The first minister has confirmed he has met commercial operators with an interest in buying a stake in the struggling Cardiff airport.

Carwyn Jones said a “medium to long term” strategy has been discussed with potential investors.

The Welsh government stepped in and bought the airport in March after passenger numbers slumped.

But Mr Jones told The Wales Report with Huw Edwards they wanted someone to share the running of the airport.

He said: “What we are looking at is for a commercial operator to come in to run the airport, perhaps come into partnership with us – maybe buy half of the airport if I can put it so crudely – so the money comes back quickly.

“There’s interest out there – I have met with large operators who have that interest.” [...]

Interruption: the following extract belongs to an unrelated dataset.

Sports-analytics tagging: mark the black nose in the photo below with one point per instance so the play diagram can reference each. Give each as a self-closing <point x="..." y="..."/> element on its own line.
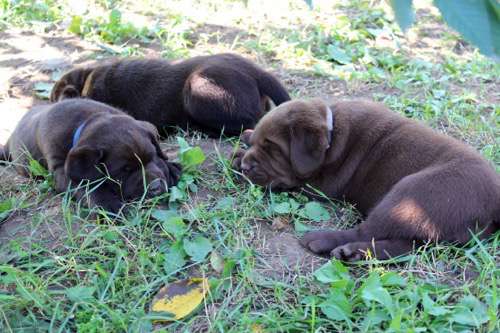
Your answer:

You can watch the interview with the First Minister at the beginning of The Wales Report on iPlayer.

Good relationships with operators are vital to the success of Cardiff Airport. The figures will only have a chance of dramatically picking up if there are a range of better routes on offer. Routes, routes, routes! To be clear, local fiddling with improvements to transport links will not boost the demand. We’ve stated this before on this website. Here’s a video clip explaining why:

And here’s a transcript of the video.

Express bus service from Cardiff Centre to Airport – from August

It’s superb to see this South Wales Evening Post report:

An express bus service from Cardiff to Cardiff Airport is due to get up and running in August, the First Minister has said.

A commitment to such a service was first set out by the Welsh Government in 2009, according to the Welsh Liberal Democrats.
Lib Dem AM Eluned Parrott said she was pleased to hear the August start time but expressed disappointment at how long it had been on the cards.

She said 1.6 million passengers used Cardiff Airport in 2009, but last year that number dipped under the million mark. [...]

You can read the full story here.

We haven’t been able to find any other references to this announcement yet, let alone any details of the frequency of services.

But if it does happen, this will more than make up for the withdrawal of the Cardiff Bus service on Sundays.

Indeed, considering all of the ideas that have been mooted for local transport to the airport, the express bus is a relatively inexpensive investment with benefits that will be seen almost straightaway.

Even with regular services, it won’t be a panacea for the airport’s problems. But it is a very good – and perhaps overdue – idea which will help to improve the experience of using Cardiff Airport for many.